While orders notched by European aerospace OEMs and suppliers in the last year have reached record levels, the continued weakness of the U.S. dollar against the euro is eroding profits and putting increased pressure on some companies to move production outside Europe to low-cost and/or dollar-zone countries.
More than a year after Nicholas Sarkozy was elected to the French presidency little has been done to address the French aerospace industry’s problems. Charles Edelstenne, who was re-elected in July as chairman of GIFAS, the French aerospace industry association, emphasized the need for the French government to take stronger measures to boost research and development and make exports a priority.
Despite the currency exchange problems, last year the French aerospace industry bettered its record 2005 and 2006 results. Landmarks included entry into service of the first Falcon 7X business jet and Airbus A380, and the introduction of Dassault’s Falcon super-midsize and Falcon 2000LX business jets and the Airbus A350XWB.
Meanwhile, major aerospace suppliers enjoyed record sales activity. The total unconsolidated revenues of the 260 GIFAS-member companies grew by 6.9 percent to ?34.6 billion ($51.9 billion). Sixty-nine percent of this sum was generated by the civil sector–an increase of almost 11 percent year-over-year. Last year, for the 14th consecutive year, orders exceeded revenues. They jumped 20 percent in 2007 and set a new record of ?57.5 billion ($86.25 billion), of which 83 percent was derived from the civil sector. Exports, accounting for 78 percent of the sum, saw a 24-percent hike, while domestic orders rose 7 percent.
However, for Dassault Aviation CEO Edelstenne the results mask a “very worrying reality.” Most aspects of aerospace activity last year were positive because the civil market is healthy and orders are up, but they are also less profitable than in the past, he said. “The U.S. dollar continues to pose a serious problem for France and other European aerospace countries,” he said. “We have a good civil market that is under permanent mortgage to the dollar. Strategies such as hedging currency and raising productivity that compensate for the falling dollar are no longer enough, compelling us to move some activities abroad.”
The biggest challenge for French aerospace companies is to stay competitive in the market, mainly with U.S. companies that bill in dollars. But French firms are having a hard time avoiding the “handicap” of the dollar/euro exchange rate. “We have a good and efficient workforce, but high labor costs are made worse by the exchange rate,” Edelstenne said. “Small- and medium-sized companies face the same major pressures as large manufacturers and have to reduce costs and relocate. The U.S. has improved competitiveness, and France must follow suit.”
To meet this challenge, GIFAS-member companies are reducing costs and transferring all kinds of work–including some nonstrategic high-tech activity–to low-cost or dollar-zone regions such as the U.S., Mexico, Eastern Europe, China, India and North African countries. “The market is good and our production rates are high so we are able to transfer work abroad without firing employees in France,” Edelstenne noted.
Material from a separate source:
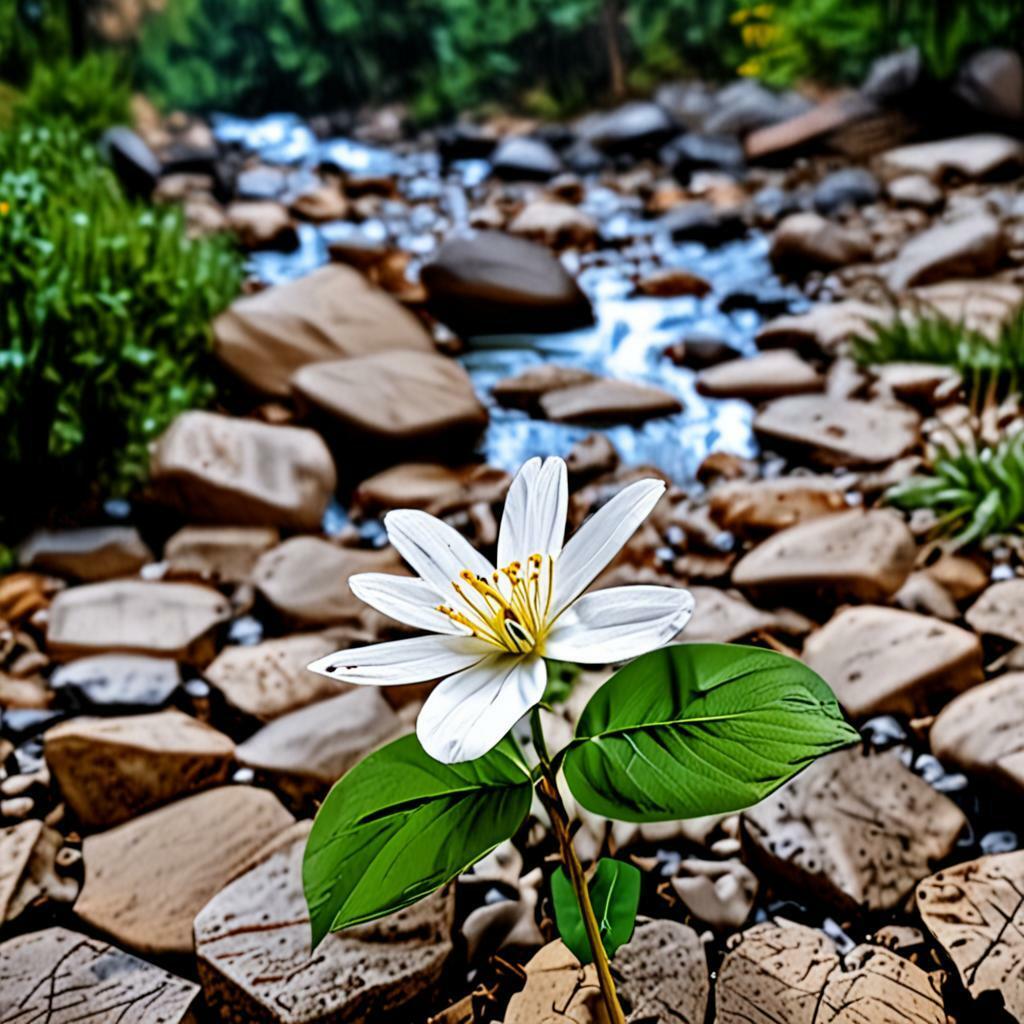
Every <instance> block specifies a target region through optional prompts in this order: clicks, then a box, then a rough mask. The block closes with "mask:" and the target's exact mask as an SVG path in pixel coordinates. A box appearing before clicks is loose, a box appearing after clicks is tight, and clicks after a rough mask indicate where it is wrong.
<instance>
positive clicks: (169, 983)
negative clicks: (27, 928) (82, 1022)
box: [0, 928, 199, 1024]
Production rates are higher than two or three years ago so, despite delocalizing some production, direct employment in GIFAS-affiliated companies remains unchanged at 132,000 workers with another 80,000 jobs at 4,500 subcontractors. French government aid is largely in the form of repayable loans, but falls short of what’s required, Edelstenne said. “The whole system is incoherent: the 27-member European Union does not allow subsidies, but this does not take into account the unfair impact of currency levels that seriously distort competition. And I don’t know when–or if–it will end. The U.S. has a huge deficit. Its export level is not very high and is improving only because of the low value of the dollar. The economy is weakening with the sub-prime mortgage issue having a major impact. Even a change of administration, whoever is elected president of the U.S., will not have an impact in the short term.”
GIFAS, meanwhile, is campaigning to secure more government involvement in research-and-development backing to French companies. “Aerospace creates value and wins exports, but the pressure on our profitability and our ability to self-finance R&D is endangering the industry’s future, and French public high-tech R&D is way below the level enjoyed in the U.S.”